Smorgasbord competitors: how great a threat to banks?

William F. Ford, president of the Federal Reserve Bank of Atlanta, confessed he had engaged in a bit of ''rabble-rousing.'' He added: ''You need to have a little fun once in a while.''

What the central banker had done was to tell an audience of commercial bankers that they were overrating their new competitors in finance, such as Sears, Roebuck & Co., the department store chain that bought Dean Witter, the brokerage firm, and Coldwell Banker, the real estate company.

''If we look at the situation objectively,'' he said, ''we can see that the industries most aggressive in competing against banks often seem to be diversifying out of weakness rather than strength, weakness that might well limit their ability to threaten banks.''

To point out the difficulty Sears might have in merging and marketing such disparate activities as retail merchandising, brokerage and real estate, he and his staff composed a few sales mottoes:

''Buy your stocks where you buy your socks.''

''If you lose your shirt, we'll sell you another one.''

''Buy your house where you bought your blouse.''

In effect, Mr. Ford was calling the bankers crybabies for their common laments about the new competition. Nonetheless, the speech was popular enough that the former economist for the Wells Fargo Bank in San Francisco has since had some 40 invitations to speak to various banking audiences. ''They must like being tortured or something,'' he joked.

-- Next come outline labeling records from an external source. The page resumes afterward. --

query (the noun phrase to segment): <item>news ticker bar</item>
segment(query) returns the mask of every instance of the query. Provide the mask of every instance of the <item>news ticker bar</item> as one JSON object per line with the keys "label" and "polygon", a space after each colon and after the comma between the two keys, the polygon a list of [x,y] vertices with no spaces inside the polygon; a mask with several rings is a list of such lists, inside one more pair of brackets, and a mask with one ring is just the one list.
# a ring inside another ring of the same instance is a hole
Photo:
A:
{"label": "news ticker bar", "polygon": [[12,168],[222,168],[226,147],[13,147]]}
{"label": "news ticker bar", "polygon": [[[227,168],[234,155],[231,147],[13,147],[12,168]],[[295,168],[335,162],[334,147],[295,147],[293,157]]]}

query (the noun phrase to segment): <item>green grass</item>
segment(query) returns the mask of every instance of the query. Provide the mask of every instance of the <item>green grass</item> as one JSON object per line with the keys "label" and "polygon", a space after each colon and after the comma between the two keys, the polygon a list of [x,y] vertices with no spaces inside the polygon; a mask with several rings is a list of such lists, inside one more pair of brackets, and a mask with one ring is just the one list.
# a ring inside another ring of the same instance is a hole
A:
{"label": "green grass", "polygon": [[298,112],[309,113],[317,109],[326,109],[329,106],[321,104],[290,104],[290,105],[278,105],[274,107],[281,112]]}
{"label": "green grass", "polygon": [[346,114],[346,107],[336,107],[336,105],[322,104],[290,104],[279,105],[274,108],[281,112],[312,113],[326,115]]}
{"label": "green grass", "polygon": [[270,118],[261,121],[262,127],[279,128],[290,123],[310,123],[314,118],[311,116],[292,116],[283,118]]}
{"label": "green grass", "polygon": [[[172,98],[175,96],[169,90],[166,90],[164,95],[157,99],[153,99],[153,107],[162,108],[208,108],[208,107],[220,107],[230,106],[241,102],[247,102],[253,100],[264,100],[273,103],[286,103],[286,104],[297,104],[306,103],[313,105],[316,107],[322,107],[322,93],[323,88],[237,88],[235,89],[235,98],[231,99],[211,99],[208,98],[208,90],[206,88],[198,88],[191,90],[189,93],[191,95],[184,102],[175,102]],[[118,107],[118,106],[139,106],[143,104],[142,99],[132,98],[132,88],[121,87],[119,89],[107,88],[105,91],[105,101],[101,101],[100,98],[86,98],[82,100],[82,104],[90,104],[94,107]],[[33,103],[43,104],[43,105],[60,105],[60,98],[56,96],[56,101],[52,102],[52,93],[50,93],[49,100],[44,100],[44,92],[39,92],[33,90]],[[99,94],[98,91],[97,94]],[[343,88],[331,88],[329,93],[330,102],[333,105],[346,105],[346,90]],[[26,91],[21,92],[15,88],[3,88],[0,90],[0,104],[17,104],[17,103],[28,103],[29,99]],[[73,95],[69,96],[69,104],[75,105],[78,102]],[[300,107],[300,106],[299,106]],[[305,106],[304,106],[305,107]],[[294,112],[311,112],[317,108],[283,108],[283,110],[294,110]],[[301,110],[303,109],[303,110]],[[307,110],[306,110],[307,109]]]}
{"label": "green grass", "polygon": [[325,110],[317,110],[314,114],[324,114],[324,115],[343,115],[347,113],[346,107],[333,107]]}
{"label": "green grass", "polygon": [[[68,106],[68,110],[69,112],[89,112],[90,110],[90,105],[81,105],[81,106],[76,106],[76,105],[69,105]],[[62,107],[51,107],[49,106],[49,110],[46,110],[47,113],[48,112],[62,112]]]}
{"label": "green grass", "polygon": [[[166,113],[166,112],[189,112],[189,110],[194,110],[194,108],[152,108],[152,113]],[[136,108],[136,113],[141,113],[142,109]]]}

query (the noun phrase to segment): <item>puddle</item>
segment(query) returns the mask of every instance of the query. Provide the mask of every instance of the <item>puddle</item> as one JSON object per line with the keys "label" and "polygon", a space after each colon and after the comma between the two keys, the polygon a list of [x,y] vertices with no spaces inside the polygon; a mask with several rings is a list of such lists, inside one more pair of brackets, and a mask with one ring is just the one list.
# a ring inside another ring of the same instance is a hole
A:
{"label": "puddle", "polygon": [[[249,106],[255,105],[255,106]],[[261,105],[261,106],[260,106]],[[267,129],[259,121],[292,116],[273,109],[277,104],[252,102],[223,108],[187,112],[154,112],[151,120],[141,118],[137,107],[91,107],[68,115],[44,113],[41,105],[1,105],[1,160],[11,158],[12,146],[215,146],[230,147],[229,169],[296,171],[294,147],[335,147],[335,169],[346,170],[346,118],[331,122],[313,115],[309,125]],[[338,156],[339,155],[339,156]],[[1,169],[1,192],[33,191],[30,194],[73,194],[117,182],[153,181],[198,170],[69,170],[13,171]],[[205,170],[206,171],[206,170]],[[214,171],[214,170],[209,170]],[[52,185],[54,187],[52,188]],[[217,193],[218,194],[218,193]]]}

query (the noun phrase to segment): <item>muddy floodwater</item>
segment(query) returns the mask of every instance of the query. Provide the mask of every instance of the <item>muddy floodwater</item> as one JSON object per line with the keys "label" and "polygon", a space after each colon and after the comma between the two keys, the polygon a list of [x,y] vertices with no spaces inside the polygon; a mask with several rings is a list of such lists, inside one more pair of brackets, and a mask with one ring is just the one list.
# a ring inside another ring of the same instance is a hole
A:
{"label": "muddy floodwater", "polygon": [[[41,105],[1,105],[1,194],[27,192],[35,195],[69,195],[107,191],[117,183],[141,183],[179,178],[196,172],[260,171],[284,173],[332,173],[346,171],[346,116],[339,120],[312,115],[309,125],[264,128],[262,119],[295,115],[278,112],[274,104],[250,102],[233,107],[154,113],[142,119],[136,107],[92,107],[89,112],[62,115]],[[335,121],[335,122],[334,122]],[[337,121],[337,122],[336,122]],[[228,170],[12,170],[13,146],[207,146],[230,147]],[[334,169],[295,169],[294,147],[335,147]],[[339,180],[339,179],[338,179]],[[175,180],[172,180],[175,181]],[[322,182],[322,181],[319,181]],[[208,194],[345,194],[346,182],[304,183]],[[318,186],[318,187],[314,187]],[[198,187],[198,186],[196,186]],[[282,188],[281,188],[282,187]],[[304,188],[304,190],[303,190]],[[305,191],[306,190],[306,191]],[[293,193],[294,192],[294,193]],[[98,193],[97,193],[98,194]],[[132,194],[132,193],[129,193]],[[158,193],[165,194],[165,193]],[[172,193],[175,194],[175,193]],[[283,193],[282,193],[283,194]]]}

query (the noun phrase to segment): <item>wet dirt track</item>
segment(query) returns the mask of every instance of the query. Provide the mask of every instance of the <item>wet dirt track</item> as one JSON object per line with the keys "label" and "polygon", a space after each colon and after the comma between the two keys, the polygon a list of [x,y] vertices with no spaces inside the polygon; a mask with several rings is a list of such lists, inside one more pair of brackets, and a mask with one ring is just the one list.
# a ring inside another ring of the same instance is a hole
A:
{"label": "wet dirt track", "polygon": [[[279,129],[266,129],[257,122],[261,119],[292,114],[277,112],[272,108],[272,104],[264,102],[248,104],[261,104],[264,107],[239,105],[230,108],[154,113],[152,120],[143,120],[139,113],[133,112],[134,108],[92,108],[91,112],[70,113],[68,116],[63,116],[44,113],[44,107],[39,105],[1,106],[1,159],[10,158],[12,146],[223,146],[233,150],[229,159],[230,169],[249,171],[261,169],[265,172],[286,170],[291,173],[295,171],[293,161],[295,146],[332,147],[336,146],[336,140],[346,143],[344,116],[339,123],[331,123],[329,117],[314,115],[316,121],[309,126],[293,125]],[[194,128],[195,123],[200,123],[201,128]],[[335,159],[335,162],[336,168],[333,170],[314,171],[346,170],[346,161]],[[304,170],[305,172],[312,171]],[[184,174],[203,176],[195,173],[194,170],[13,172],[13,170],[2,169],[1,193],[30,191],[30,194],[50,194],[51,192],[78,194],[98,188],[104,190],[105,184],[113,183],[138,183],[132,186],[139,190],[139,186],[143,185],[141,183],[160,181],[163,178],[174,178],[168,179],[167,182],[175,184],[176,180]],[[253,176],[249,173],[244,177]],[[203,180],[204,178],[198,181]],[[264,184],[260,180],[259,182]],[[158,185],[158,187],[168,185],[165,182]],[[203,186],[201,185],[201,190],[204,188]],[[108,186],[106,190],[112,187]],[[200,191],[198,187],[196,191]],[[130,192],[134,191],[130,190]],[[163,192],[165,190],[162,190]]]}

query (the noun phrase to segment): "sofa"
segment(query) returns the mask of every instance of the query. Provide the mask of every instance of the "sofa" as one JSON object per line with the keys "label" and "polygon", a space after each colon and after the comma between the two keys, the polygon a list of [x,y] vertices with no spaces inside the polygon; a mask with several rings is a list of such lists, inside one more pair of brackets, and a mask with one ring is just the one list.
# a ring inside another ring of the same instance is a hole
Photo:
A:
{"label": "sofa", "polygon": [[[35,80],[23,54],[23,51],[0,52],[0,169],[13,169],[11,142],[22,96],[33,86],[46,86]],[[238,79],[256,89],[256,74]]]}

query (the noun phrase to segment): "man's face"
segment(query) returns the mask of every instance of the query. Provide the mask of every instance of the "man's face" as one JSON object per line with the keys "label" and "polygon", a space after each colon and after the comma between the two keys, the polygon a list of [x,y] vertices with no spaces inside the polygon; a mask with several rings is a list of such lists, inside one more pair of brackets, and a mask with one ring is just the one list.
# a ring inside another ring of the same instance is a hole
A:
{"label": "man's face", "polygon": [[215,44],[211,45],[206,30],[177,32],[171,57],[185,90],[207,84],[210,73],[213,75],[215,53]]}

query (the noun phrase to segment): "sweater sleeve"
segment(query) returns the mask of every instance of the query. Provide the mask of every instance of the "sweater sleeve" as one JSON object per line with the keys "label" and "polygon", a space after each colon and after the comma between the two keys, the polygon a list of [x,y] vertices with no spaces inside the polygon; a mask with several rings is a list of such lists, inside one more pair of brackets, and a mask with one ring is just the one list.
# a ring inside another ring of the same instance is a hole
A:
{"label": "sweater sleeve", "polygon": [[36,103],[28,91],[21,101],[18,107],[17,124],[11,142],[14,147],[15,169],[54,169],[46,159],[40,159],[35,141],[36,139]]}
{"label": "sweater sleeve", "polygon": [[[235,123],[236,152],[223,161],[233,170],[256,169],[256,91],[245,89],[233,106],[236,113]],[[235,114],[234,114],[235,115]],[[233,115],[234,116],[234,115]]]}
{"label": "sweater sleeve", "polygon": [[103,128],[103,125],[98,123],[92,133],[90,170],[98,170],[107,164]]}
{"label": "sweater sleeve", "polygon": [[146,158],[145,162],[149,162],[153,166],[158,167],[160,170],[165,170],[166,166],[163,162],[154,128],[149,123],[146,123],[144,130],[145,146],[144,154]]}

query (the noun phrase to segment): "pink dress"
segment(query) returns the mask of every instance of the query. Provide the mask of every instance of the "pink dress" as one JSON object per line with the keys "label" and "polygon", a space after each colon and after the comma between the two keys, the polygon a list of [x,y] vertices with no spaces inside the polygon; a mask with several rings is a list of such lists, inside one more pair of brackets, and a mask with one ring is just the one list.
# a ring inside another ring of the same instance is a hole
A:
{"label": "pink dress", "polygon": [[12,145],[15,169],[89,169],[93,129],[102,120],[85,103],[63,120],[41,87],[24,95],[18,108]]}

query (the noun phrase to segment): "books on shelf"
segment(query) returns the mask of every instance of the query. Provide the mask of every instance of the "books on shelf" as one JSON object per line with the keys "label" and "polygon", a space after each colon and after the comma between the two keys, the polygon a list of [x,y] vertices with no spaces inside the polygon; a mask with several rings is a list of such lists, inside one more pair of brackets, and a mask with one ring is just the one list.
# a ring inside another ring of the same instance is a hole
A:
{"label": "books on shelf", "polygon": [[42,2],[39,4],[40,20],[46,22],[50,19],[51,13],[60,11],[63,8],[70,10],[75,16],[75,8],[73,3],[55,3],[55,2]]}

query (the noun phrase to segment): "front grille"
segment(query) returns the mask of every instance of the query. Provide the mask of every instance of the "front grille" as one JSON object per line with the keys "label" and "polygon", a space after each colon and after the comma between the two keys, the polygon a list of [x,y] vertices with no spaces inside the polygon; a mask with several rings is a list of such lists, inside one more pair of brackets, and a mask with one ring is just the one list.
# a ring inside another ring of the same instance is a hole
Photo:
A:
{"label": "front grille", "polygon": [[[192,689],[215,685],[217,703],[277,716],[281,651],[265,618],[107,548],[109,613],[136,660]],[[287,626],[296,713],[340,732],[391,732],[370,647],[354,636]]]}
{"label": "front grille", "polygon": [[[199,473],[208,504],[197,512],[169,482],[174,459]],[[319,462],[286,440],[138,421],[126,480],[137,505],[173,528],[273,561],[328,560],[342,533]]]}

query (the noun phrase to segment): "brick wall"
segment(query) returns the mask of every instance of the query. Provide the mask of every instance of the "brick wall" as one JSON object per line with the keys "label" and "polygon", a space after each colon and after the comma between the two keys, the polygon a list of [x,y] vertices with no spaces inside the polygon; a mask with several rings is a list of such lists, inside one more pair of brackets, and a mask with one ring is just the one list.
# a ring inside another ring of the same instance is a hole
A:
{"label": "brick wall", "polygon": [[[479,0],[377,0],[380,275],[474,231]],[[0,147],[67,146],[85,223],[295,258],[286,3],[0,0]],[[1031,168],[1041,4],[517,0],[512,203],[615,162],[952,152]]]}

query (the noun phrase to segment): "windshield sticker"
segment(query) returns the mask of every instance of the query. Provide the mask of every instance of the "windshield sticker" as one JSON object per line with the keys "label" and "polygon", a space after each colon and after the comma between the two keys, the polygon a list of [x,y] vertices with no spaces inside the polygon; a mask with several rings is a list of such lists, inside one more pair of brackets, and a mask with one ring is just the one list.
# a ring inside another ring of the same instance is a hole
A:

The commercial bankers' complaint is that the Fed's Regulation Q puts a ceiling on time deposit interest rates and prevents them from competing aggressively with money market funds and others for deposits; that the Glass-Steagall Act keeps them from innovating new services because it prohibits banks from entering the securities business; and that the McFadden Act with its prohibition of interstate deposit banking and the Douglas Amendments prevents them from following their natural markets across state lines.

Nonbank institutions, they argue, are much less regulated and seem to be able to operate more freely than banks in the nation's financial markets. So, the bankers maintain, Congress should establish ''a level playing field'' in the financial area by granting them more powers.

Earlier this month, for instance, the leaders of the American Bankers Association reached a consensus on how they would like Congress to expand their banking powers ''to make banking competitive in the 1980s.'' They, for instance, want the ''removal of impediments to the rational pricing of banking services'' such as Regulation Q, state usury statutes that set ceilings on loan interest charges, and state prohibitions of ''due on sale'' clauses in mortgage contracts -- the laws that enable householders to pass on their cheap mortgages to buyers when selling their homes.

The Senate Banking Committee under Sen. Jake Garn (R) of Utah has been considering banking decontrol regulation. But the conflict among the powerful lobbies of the banks, the savings-and-loan associations, the mutual savings banks, and the securities industries has been so sharp as to produce a stalemate.

New York's Citicorp has attempted to publicize the ''threats'' to banks by publishing the ''Old Bank Robbers' Guide to Where the New Money Is,'' a humorous outline of the financial activities of competing institutions ranging from the D. H. Baldwin Company (famous for its pianos) to J. C. Penney, Greyhound, Merrill Lynch, and National Steel. The idea is that robbers might be missing new accumulations of money outside the banks.

The Atlanta Fed's Mr. Ford admitted that there may be some justification for leveling the financial playing field. But, he added, bank earnings have outpaced such ''new competitors'' as savings-and-loan associations, the stockbrokers, insurance companies, and Sears, Roebuck over the past 20 years. In fact, bank earnings have not experienced a decline in net income after taxes in 20 years.

Moreover, between 1972 and 1980 bank credit cards posted a significant gain in market share over Sears cards. Sears remains an exception. ''. . . Sears is playing defense, not offense,'' Ford concluded.

Looking at the threat from the securities industry, he reckoned that money market funds may have hurt S&Ls, but ''may not represent a net drain of funds on the banking industry.'' That's because the funds take money from S&Ls, mutual savings banks, and elsewhere and use much of that money to buy commercial bank certificates of deposit.

Despite his ''fun'' with the question of competition, Ford is concerned about the trend of conglomerate firms to move into the financial area. He wonders if the United States could end up with ''zaibatsu,'' as in Japan, or ''universal banking'' as in West Germany. In both countries, banks own groups of industrial concerns, or vice versa. Some argue that the groups wield too much economic power through their control of large chunks of both industry and finance.

''This trend requires some study and thought,'' Ford says.